VERSAILLES — A year ago, both the Versailles Poultry Days Festival and the annual blood drive had to overcome the challenges of COVID-19.
By comparison, the sudden power outage on Sept. 20 at the Knights of Columbus Hall was a minor set-back for the Poultry Days Committee and Steve Knapke Memorial Blood Drive.
In 2020, COVID delayed and cancelled most of Poultry Days, with the parade replaced by a traffic jam for drive-thru chicken pick-up. The festival bounced back strong in the summer of 2021 with a record 35,500 dinners sold.
The Knapke family and committee volunteers couldn’t welcome donors or serve special refreshments in 2020, so this year’s blood drive became a homecoming.
Early in the blood drive, an accident on State Route 47 knocked out power. Automated machines drawing platelets and plasma whirred to a halt, resulting in the loss of four in-progress donations. Whole blood donations carried on in dim lighting with the temporary help of a small generator until power was fully restored.
Collections slipped to 83% of the goal, yet the blood drive totaled 147 donors, 108 whole blood donations and 13 platelet and plasma donations.
“This year in particular, we’re thankful,” Steve’s daughter Rachel Durham said. “People are very supportive, all through COVID last year and this year. People still come out.”
Steve Knapke was inspired to become a blood donor after surviving a 1988 auto accident. He began giving platelets and had 81 lifetime donations. In 2016, another accident, also caused by an impaired driver, claimed his life and seriously injured his wife Lois.
The Knapke family began co-sponsoring the Versailles Poultry Days Committee blood drive in 2017. The mission became more urgent in the past year when Steve’s daughter Emmy D’Antonio was diagnosed with acute promyelocytic leukemia.
“I had 19 units transfused this year, so I now have a whole new mission,” said D’Antonio, whose leukemia is now in remission. “I organized my own blood drive. It wasn’t as big as this, but I brought in 21 new donors, so they were pleased!”
The loss of platelet donations due to the power outage concerned the family because they knew D’Antonio received platelets.

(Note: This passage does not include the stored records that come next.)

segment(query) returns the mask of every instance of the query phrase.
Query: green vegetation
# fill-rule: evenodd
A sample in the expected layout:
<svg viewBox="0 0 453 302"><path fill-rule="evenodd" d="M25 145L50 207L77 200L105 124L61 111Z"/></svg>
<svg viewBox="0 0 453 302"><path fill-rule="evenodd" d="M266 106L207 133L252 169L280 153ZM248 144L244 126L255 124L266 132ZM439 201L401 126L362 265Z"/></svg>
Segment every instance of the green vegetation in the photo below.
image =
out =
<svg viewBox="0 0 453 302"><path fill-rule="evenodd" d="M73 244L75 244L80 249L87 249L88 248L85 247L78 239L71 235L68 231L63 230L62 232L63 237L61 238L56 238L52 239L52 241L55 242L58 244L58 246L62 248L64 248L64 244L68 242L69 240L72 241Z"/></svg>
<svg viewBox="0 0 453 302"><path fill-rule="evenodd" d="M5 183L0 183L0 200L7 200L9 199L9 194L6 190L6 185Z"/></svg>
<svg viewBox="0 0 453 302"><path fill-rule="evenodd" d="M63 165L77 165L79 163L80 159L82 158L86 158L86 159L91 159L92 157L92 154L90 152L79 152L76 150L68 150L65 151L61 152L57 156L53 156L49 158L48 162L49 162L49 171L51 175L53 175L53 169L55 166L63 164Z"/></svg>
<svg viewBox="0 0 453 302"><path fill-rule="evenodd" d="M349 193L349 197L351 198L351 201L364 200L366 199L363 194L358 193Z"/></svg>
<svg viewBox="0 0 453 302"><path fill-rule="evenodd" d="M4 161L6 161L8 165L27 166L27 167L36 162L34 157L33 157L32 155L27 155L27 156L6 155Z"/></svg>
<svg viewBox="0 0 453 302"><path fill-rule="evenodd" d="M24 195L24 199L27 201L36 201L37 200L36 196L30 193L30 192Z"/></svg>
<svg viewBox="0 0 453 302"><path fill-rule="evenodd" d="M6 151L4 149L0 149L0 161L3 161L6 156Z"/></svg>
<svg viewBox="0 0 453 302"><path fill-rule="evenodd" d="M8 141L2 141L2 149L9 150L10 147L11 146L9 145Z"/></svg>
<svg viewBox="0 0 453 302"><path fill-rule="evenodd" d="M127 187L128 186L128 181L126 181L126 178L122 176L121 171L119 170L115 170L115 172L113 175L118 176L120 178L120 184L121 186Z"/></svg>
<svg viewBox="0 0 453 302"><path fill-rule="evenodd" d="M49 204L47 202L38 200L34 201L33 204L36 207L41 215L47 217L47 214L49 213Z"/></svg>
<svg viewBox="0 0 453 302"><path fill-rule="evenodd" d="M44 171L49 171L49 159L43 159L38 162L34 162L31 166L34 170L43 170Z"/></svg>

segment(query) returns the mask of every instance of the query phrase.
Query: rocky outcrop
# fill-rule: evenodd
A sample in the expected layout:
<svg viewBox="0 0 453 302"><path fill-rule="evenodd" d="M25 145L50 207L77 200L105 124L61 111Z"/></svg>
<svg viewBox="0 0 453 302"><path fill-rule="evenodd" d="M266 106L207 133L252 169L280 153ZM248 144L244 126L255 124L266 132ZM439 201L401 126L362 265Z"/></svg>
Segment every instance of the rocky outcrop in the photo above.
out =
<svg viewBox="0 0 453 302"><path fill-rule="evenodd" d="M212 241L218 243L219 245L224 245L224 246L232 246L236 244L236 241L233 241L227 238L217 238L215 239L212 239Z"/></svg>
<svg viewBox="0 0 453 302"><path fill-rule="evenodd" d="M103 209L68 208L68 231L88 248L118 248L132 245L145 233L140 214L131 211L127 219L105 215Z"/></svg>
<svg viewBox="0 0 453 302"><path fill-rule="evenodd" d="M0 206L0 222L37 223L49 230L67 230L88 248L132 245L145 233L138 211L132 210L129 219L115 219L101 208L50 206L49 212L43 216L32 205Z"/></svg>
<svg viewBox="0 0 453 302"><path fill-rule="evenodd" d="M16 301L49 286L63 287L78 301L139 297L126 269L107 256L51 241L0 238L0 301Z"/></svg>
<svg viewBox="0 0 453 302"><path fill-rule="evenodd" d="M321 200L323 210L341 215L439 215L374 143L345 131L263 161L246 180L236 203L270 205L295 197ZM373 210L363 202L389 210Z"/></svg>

“They were so specific for Emmy and important to us,” Durham said. “We knew they were losing platelets. That was our biggest fear.”
Versailles’ Jeremy Litten spoke with Lois as he donated. He told her drinking and driving had led to his own accident on a motorcycle. He was seriously injured and was lucky that a neighbor spotted him the next morning lying in a ditch.
“She told me don’t do that no more,” Litten said.
Steve’s son Doug donates every year at the blood drive and the family’s goal is to keep encouraging donations.
“What he did, that was his legacy,” said Lois. “That’s what you want to have in your life, the things people will remember you by.”
“It’s a great partnership,” said Poultry Days Committee co-chair and blood drive volunteer Justin Feltz.
With a record year at the 2021 festival, the committee can continue to fund Versailles Heritage Park and support 20 non-profit organizations.
“It helps our community, our town, our people,” said Feltz. “Makes it a better place.”